Мэри Лэнгдон все еще на пороге жизни; по крайней мере, те, кто достиг шестидесяти, сочли бы ее таковой, так как ей не больше двадцати трех. Свежесть ее юности сохранилась благодаря простой и довольно уединенной деревенской жизни. Полное воздержание от французских романов и другого легкого чтения оставило чистоту и искренность ее юности нетронутыми их порчей и налетом. Хотелось бы, чтобы это древо познания зла — не добра и зла — никогда не было пересажено в наш Новый Свет. «Если вы вкусите от него», ваша любовь к тому, что естественно и просто, «верно умрет»; вы потеряете свое восприятие сладких ароматов цветов, которые Провидение посеяло на вашем пути, и гнусные испарения от этих плодов развращенного гения скроют от вас звезду долга — возможно, самый суровый свет природы, но ее лучший.

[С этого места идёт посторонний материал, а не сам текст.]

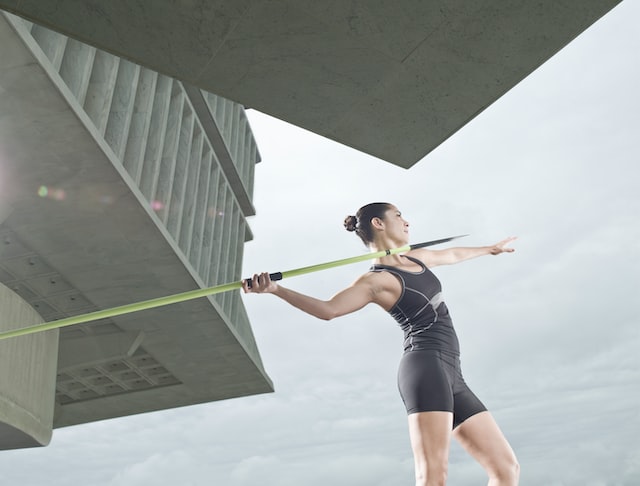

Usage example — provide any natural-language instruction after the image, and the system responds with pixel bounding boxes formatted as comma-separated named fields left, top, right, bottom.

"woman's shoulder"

Простота Мэри Лэнгдон — это простота истины, а не невежества. Ее отец дал ей то, что он называет «хорошим старомодным английским образованием»; это означает, говорит он, что «она досконально знает, как читать, писать и считать, чего мало кто из девушек, воспитанных во французских пансионах, умеет». Как можно было заподозрить по практическим идеям в ее повествовании, наша юная подруга получила то полное развитие своих способностей, которое возникает из потребностей деревенской жизни в ее лучших проявлениях. В нашей стране сейчас вряд ли найдется такое изолированное положение, чтобы нельзя было «следовать искусствам», если пожелаешь, иностранные художники и талантливые изгнанники проникают в наши сельские части. Мэри воспользовалась предоставленными таким образом возможностями, чтобы развить музыкальный талант и темперамент, а также приобрести достаточно знаний иностранных языков, чтобы открыть для себя их литературу. Незнакомцы не называют Мэри Лэнгдон красивой; но ее друзья называют, и они удивляются, что ее светлое овальное лицо, ее одухотворенное выражение, смягченное самым милым ртом и самыми жемчужными и выразительными зубами, не поражают всех. А еще она такая жизнерадостная, такая легкая на шаг и откровенная в речи, что пока другие медленно прокладывают себе путь к вашим привязанностям, она впрыгивает в ваше сердце.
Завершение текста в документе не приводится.